The book considers the writings of Aristotle and Plato and examines the role that friendship plays in the political arena. It’s a concept von Heyking admits gives many people pause for thought, especially in the context of today’s divisive political landscape.

“People sometimes look at me weirdly when they find out I’m writing about politics and friendship but the more I got into it, the more I came to realize how important friendship is for people who are practically engaged in politics,” he says. “It does exist today but I’ll admit, it’s pretty frayed, and there are a lot of things that inhibit it. Political friendship is predicated on the willingness of people to deliberate together, and that means face-to-face. Of course it’s going to get heated because there is a lot at stake but as long as people are arguing, that’s a sign of health. When they stop arguing is when the trouble starts.”

Von Heyking says the writings of the great Greek philosophers have been studied for centuries but he still finds relevance in their lessons.

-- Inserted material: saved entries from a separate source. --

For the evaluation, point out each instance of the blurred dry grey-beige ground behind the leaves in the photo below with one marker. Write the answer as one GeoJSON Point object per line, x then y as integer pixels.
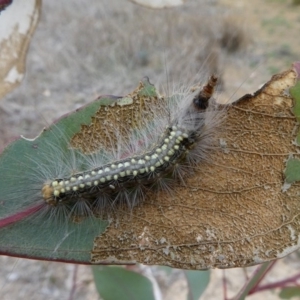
{"type": "Point", "coordinates": [82, 49]}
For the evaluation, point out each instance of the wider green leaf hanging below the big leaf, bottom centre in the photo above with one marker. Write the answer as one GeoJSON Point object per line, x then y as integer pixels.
{"type": "Point", "coordinates": [118, 283]}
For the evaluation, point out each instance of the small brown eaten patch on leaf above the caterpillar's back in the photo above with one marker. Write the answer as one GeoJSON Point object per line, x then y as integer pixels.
{"type": "Point", "coordinates": [111, 122]}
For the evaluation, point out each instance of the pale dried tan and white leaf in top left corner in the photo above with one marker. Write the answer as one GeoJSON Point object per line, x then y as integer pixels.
{"type": "Point", "coordinates": [17, 24]}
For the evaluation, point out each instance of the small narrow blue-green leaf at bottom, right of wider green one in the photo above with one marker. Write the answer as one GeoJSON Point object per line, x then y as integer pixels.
{"type": "Point", "coordinates": [197, 283]}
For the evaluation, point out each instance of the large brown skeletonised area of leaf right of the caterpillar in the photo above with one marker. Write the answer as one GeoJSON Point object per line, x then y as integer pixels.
{"type": "Point", "coordinates": [233, 212]}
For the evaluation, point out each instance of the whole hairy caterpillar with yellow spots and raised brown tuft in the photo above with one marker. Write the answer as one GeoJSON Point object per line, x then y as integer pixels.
{"type": "Point", "coordinates": [179, 144]}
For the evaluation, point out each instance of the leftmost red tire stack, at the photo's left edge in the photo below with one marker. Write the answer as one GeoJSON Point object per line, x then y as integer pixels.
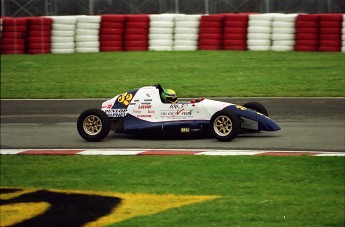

“There’s a kind of symmetry between what the philosophers are saying and what people actually do in politics,” he says. “What the book does is lay the roadmap for what it means for friendship to be a central category of statecraft, in terms of citizenship and in terms of the effective ties that bind together a society.”

He makes reference to great statesmen of history, Winston Churchill and Abraham Lincoln, as examples of politicians who practiced these principles throughout their political lives. Von Heyking has also examined multiple Canadian politicians and the ties of friendship that bound them together, despite their opposing political beliefs.

“I would argue that even if one of us is liberal, the other conservative, we don’t have to be best friends, but if we don’t have an experience of deep-seated, morally-serious friendships at some point in our lives, then it is harder for us to view each other as persons with unique histories,” he says.

Pointing to the widening gulf of understanding between American politicians, von Heyking says a concerted effort has been made in recent history to limit fraternization between opposing members of Congress, which has led to a deteriorating sense of understanding.

“The congressional schedule was changed in the 1990s that obliged members to spend more time with their constituencies. While serving that purpose, it also made it far more difficult for members to socialize with one another,” he says. “The problem with that is, you tend not to see the ‘other side’ as people anymore. It’s hard to demonize somebody whose kids go to school with and play with your kids but that doesn’t happen anymore.”

While von Heyking is the first to defend political debate, he argues that it must come from a shared experience.

“Partisan differences are fine, you must have diversity of opinions and interests, but the trick is how you weave them together. Finding institutions and forums for common deliberations is important,” he says.

Now that the book is out, von Heyking is already on to his next project, which ironically came from writing the introduction to The Form of Politics. Using Churchill and Lincoln as examples to illustrate the timelessness of the writings of Aristotle and Plato, he quickly realized a paragraph or two couldn’t fully explore the significance of this connection. Therefore, Churchill is the focus of his next manuscript.

“When it comes to political philosophy and thinking about friendship, the thing I found is that you have to understand everything you can about these thinkers in order to understand what they are saying about friendship,” he says. “For them, friendship is kind of the pinnacle of one’s moral life, it is what it means to be a human being.”

The Form of Politics is available through McGill-Queen’s University Press in cloth, paperback and eBook formats.